As the third and final presidential debate fast approaches, it is important to consider the moderator Chris Wallace and his relationship with the two presidential nominees.
The Fox News host is the son of famed newscaster Mike Wallace and has developed a stellar reputation as a tough interviewer, and certainly, among the top few conservative newscasters in the country.
Though he has been working for conservative Fox News since 2003, he has the respect of most Republicans and Democrats alike and is considered to be a fair reporter.
Here are five important facts relevant to the final presidential debate:
1. Many questioned Wallace being picked to moderate a presidential debate because of his relationship with Roger Ailes, the former Fox chief who earlier this year left the network under a barrage of accusations of sexual harassment. Wallace has publicly defended Ailes, who is also a close, long time friend of the Republican nominee Donald Trump and who has served as an adviser for him. His detractors have claimed that his relationship and defense of Roger Ailes produces an irreconcilable conflict of interest for him as a moderator.
2. Wallace has been on record taking the position that the media has been too easy on Donald Trump, a claim which is hotly disputed by Trump and his supporters as they claim that the media is very biased against the candidate. In fact, more recently, Trump’s campaign has claimed that the media is the major player in its claim that the elections are rigged.
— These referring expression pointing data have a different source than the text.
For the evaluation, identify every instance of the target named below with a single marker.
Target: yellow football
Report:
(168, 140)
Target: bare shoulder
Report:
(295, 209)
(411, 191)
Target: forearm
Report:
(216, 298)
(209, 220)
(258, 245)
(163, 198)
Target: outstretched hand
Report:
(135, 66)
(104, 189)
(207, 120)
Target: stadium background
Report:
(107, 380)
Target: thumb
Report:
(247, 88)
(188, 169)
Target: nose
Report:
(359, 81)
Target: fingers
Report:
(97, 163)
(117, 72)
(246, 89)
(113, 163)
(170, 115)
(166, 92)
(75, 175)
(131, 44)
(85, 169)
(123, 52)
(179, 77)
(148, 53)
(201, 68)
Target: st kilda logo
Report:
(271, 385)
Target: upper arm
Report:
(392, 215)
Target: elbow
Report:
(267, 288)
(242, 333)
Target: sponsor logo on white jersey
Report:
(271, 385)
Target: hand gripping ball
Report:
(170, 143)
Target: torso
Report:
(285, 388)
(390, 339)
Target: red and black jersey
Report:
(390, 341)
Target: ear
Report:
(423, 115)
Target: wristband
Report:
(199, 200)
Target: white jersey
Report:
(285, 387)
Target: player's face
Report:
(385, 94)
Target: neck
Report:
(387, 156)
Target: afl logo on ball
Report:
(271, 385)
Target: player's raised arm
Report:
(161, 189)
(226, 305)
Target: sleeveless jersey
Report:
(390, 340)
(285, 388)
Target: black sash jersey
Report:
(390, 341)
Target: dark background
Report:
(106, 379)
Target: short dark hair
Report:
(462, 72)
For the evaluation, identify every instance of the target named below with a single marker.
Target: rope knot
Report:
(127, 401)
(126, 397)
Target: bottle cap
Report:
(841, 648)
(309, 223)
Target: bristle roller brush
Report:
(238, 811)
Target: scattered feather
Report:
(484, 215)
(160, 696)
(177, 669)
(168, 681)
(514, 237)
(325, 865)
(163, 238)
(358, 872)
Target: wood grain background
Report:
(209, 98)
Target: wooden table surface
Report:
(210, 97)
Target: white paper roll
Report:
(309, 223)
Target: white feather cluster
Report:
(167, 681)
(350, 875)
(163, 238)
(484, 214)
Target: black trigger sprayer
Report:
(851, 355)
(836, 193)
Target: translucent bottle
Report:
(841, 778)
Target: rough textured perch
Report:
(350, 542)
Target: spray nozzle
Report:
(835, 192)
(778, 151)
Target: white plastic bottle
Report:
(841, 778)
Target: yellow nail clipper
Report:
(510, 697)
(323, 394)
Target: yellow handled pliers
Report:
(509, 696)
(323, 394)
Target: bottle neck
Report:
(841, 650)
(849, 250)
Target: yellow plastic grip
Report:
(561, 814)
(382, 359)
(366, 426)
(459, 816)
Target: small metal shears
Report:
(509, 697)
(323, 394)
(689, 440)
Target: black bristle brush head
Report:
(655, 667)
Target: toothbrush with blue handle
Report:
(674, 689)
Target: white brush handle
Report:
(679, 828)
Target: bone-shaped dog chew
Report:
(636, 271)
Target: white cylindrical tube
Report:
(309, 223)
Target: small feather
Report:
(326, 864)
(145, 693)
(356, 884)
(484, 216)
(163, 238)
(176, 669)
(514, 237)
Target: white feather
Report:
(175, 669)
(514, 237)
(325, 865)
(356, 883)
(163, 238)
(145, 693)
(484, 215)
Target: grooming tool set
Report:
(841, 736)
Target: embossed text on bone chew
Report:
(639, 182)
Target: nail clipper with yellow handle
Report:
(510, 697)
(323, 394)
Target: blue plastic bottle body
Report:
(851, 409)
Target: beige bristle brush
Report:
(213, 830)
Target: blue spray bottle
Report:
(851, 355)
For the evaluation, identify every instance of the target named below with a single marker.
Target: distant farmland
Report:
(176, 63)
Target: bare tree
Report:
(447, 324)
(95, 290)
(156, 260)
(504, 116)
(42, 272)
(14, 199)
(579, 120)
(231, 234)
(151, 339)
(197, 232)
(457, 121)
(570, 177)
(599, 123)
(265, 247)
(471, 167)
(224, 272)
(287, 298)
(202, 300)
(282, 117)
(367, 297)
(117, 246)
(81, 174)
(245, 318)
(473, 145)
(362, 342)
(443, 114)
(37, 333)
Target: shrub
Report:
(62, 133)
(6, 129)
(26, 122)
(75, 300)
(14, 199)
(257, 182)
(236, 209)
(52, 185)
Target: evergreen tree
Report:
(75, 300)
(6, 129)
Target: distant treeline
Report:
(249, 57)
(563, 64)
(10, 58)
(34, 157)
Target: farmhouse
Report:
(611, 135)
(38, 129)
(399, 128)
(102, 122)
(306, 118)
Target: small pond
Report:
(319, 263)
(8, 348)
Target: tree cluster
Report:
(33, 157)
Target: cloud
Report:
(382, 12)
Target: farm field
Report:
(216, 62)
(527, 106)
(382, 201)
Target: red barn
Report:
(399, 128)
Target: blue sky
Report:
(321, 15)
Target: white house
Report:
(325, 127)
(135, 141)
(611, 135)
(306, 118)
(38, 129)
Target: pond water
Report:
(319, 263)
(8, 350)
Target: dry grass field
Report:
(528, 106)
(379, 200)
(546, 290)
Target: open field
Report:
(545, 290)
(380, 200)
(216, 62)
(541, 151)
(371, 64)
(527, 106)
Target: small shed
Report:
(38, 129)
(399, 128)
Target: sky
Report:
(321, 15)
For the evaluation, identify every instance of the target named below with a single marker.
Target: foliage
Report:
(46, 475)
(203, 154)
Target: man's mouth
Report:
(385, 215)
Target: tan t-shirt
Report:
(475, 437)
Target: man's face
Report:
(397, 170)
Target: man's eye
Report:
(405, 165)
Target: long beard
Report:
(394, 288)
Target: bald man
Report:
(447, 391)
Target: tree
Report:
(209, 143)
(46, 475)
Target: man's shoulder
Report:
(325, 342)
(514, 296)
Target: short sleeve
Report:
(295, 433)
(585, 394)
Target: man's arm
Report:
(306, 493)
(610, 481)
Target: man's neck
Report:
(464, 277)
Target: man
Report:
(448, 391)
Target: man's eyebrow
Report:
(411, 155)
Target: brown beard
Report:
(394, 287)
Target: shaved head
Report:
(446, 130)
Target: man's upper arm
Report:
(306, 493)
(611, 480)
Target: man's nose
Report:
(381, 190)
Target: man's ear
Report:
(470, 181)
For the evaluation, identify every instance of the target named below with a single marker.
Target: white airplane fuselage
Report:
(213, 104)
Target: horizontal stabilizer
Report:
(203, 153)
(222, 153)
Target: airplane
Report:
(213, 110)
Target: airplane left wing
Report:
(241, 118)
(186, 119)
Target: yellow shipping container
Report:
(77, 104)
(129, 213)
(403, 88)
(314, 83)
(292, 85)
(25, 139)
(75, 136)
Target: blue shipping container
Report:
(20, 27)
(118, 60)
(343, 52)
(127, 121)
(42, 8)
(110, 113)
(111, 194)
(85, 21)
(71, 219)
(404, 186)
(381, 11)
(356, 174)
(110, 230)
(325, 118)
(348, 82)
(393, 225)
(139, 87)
In January, Wallace said “I think if anything, the media has treated him too well,” referring to the billionaire businessman during an interview. “By that I mean they’ve allowed him to play by different rules … if I were another candidate I’d be going a little bit crazy about the fact that Trump gets so much more air time than anyone else does.” Wallace was not alone in his claim. In fact, candidates have since made similar claims.
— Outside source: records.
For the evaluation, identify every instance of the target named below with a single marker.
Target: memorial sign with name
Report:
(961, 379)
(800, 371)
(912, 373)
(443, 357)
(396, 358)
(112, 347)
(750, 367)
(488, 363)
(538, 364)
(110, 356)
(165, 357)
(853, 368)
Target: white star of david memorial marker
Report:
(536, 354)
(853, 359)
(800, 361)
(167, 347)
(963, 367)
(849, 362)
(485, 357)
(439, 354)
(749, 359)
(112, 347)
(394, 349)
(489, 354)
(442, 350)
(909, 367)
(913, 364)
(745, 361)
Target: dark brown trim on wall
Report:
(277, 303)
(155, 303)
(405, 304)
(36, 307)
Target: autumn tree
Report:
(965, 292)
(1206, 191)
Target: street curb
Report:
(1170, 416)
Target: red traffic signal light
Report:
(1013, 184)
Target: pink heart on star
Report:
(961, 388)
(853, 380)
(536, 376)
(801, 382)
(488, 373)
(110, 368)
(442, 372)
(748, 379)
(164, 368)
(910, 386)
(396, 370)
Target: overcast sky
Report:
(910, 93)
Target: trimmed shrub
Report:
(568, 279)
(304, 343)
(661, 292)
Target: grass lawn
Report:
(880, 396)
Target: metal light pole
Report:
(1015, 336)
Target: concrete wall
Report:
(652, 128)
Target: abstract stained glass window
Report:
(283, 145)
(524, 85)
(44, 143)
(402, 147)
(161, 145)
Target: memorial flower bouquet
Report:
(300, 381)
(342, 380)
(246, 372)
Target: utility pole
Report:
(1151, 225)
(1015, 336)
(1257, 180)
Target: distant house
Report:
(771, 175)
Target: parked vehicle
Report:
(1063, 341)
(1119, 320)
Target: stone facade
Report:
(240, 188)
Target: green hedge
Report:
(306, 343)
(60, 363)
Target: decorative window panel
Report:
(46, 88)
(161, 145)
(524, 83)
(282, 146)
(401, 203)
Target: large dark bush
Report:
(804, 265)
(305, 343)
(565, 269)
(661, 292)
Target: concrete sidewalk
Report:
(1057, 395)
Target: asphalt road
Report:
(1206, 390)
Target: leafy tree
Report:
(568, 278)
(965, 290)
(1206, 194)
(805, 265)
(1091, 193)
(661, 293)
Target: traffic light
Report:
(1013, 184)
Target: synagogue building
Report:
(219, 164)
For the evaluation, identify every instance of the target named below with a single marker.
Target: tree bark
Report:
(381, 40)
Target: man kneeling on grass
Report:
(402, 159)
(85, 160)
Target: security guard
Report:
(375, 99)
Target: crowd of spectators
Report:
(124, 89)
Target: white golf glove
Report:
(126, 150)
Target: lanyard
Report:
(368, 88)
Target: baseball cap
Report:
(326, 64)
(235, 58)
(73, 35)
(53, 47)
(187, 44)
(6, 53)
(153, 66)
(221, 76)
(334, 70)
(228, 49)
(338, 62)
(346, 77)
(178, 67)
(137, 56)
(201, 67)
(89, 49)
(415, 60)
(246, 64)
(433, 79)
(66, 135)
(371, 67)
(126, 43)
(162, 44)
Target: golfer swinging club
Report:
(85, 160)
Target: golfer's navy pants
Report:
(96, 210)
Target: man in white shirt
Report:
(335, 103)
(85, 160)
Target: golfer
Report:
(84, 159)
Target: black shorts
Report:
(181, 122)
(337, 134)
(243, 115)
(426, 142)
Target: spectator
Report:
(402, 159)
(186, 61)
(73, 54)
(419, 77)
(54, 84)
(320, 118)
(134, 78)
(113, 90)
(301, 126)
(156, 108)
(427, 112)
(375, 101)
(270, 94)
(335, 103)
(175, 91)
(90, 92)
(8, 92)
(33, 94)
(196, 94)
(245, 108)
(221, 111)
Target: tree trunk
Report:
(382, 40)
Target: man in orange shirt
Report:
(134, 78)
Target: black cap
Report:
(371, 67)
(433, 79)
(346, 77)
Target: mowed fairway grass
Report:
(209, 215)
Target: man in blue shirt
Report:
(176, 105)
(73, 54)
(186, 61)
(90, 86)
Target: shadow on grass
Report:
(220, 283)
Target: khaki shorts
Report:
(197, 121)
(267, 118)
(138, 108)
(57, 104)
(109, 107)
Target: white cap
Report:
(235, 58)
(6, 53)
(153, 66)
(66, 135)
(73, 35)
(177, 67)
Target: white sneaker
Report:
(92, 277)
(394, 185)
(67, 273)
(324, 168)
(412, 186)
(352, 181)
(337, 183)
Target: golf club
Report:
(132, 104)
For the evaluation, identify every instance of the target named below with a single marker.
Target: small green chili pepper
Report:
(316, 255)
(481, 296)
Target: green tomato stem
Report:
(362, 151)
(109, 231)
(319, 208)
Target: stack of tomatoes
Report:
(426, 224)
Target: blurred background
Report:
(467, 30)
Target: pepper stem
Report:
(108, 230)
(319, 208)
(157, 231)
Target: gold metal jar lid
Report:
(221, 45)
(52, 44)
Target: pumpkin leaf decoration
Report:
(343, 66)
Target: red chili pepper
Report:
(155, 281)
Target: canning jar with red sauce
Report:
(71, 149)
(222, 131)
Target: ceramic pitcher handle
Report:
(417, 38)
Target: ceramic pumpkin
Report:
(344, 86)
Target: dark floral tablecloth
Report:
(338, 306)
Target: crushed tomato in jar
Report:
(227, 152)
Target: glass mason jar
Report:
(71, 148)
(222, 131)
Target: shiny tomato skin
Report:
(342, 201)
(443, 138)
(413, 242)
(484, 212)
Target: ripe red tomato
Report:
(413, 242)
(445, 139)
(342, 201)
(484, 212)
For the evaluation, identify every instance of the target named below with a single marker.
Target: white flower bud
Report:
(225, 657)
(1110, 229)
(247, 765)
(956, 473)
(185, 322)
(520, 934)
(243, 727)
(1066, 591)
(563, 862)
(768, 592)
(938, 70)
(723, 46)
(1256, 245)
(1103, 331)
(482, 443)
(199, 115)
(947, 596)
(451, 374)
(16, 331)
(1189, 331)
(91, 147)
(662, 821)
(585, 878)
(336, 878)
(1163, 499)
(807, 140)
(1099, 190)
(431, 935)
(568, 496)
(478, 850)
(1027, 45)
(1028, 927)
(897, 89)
3. Though he is conservative, Wallace should not be expected to be throwing many softballs at the Republican nominee. Wallace actually was one of the moderators at a Republican primary debate in March of this year.
During that debate, the reporter presented a very tough line of questioning, which he supplemented with graphics which he used to fact check Trump, famously stating “Your numbers don’t add up, sir.” And as Trump proceeded undeterred by the original fact check, Wallace confronted him with more.
When he was interviewed by the Washington Post, he described this as setting a “bear trap” for Trump, being careful to mention that it is the same thing he does with his guests each week. Wallace said “I think it’s literally the only time a graphic has gotten an ovation at a debate.”
4. Importantly, Wallace said very soon after he was selected as a moderator for the general election debate that he would not be fact checking the candidates. In an interview with Huffington Post, he said:
“That’s not my job. I do not believe that it’s my job to be a truth squad. It’s up to the other person to catch them on that. I certainly am going to try to maintain some semblance of equal time if one of them is filibustering. I’m going to try to break in respectfully and give the other person a chance to talk.”
However, he did leave the door open to fact checking when he said “This is a debate. And, you know, they’re both going to be on the stage. If I think there’s a need for me to intervene, I will, but I would prefer not to.”
It is also unclear whether Wallace considers his “bear traps” to be fact checking. He may well use those with the candidates.
5. Chris Wallace is the only Fox News personality with whom Hillary Clinton has had a sit down interview during the general election. During that session, Wallace presented the former Secretary of State with some very tough questioning, particularly regarding “emailgate.”
“Chris, that’s not what I heard Director Comey say, and I thank you for giving me the opportunity, in my view, to clarify. Director Comey said my answers were truthful, and what I’ve said is consistent with what i have told the American people, that there were decisions discussed and made to classify retroactively certain of the e-mails. I was communicating with over 300 people in my e-mailing. They certainly did not believe and had no reason to believe that what they were sending was classified. In retrospect, different agencies come in and say, well, it should have been, but that’s not what was happening in real time.”